御守りの補充や名も無き雑務をしてもらってます。窓口では大人達が横入りしたり自分勝手に言ってくる人たちをうまく捌きながら、臨機応変に対応が求められます。
・巫女さんバイトのデメリット
冬休みが潰れてしまい、家族と過ごす時間も減ることです。
何日間雇用するのかは、神社によってバラバラですが、31日の深夜から1日の早朝までは必ず働きます。労働基準法に従いつつシフトは、マックスで入れて欲しい神社もあります。
では、神主さんのアルバイト求人の実情は、どうでしょうか?
神社のアルバイト 神主のアルバイト
アルバイトは無いです。
大きな理由は、『神職資格』が必要だからです。
もしあったとしても、いきなり祝詞(のりと)を奏上するのは超難しいですし、祭祀の作法を完璧にこなすのはムリです。
大学で4年間作法と知識を身に着けた新人の神主さんでさえ、一発目の祭祀では張り詰めた空気で緊張して、やらかしてしまいます。

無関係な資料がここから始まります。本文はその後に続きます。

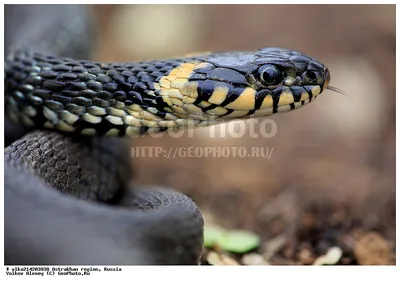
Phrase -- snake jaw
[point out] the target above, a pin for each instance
(134, 98)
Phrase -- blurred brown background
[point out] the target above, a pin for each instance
(330, 180)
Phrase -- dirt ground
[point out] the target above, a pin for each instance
(329, 183)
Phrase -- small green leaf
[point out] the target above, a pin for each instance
(239, 241)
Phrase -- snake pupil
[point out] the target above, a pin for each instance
(270, 75)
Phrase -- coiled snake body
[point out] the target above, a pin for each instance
(79, 109)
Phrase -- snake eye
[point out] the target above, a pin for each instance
(270, 75)
(309, 76)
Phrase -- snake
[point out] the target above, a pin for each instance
(68, 174)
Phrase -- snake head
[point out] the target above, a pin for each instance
(223, 86)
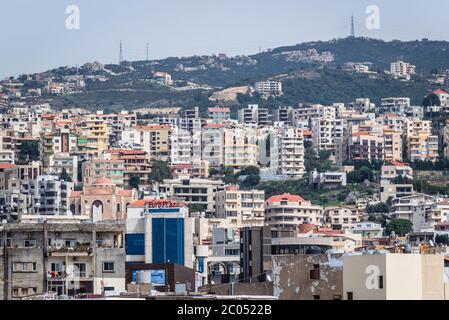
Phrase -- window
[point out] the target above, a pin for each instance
(30, 243)
(24, 267)
(79, 270)
(381, 282)
(315, 272)
(108, 266)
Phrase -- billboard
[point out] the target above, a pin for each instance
(157, 276)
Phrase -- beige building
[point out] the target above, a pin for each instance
(421, 144)
(393, 277)
(104, 168)
(102, 200)
(155, 140)
(287, 152)
(342, 217)
(290, 211)
(240, 148)
(192, 191)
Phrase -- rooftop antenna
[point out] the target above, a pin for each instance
(352, 27)
(148, 52)
(120, 58)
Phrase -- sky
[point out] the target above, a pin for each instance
(35, 38)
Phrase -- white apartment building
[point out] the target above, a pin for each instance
(269, 88)
(180, 146)
(342, 217)
(240, 148)
(49, 195)
(290, 211)
(401, 69)
(245, 205)
(212, 144)
(421, 144)
(325, 133)
(394, 105)
(287, 152)
(192, 191)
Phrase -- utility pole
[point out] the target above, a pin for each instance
(148, 52)
(352, 26)
(5, 263)
(120, 58)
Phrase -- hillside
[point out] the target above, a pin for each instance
(310, 72)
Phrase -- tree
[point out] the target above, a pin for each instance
(134, 182)
(251, 181)
(378, 208)
(28, 151)
(159, 171)
(400, 227)
(442, 239)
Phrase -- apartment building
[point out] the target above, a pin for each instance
(101, 200)
(287, 152)
(219, 114)
(61, 258)
(403, 70)
(342, 217)
(392, 146)
(396, 105)
(421, 143)
(192, 191)
(212, 144)
(62, 141)
(326, 132)
(104, 168)
(181, 146)
(289, 211)
(327, 180)
(255, 115)
(155, 140)
(135, 163)
(269, 88)
(366, 146)
(64, 162)
(49, 194)
(240, 148)
(393, 277)
(245, 205)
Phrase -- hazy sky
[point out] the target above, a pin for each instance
(34, 36)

特に年末年始の時期は超絶忙しく、エナジードリンクを飲んで目がバキバキになりながら動いています。
初心者のアルバイトの人に頼めないのです。

「いや。ちょっと待って。求人で『未経験OK』であったよ」と言いたくなる人も居るかもしれません。
神社のアルバイト 「未経験OK」の神主さんの求人
筆者も神主を目指している時に見かけたことがあります。
「資格ないけど未経験OKならチャンスある」と喜んでいました。
アレってどういうことでしょうか。
そもそも「神職資格」は国家資格ではなく、日本全国の神社を包括する宗教法人『神社本庁』が与えている資格です。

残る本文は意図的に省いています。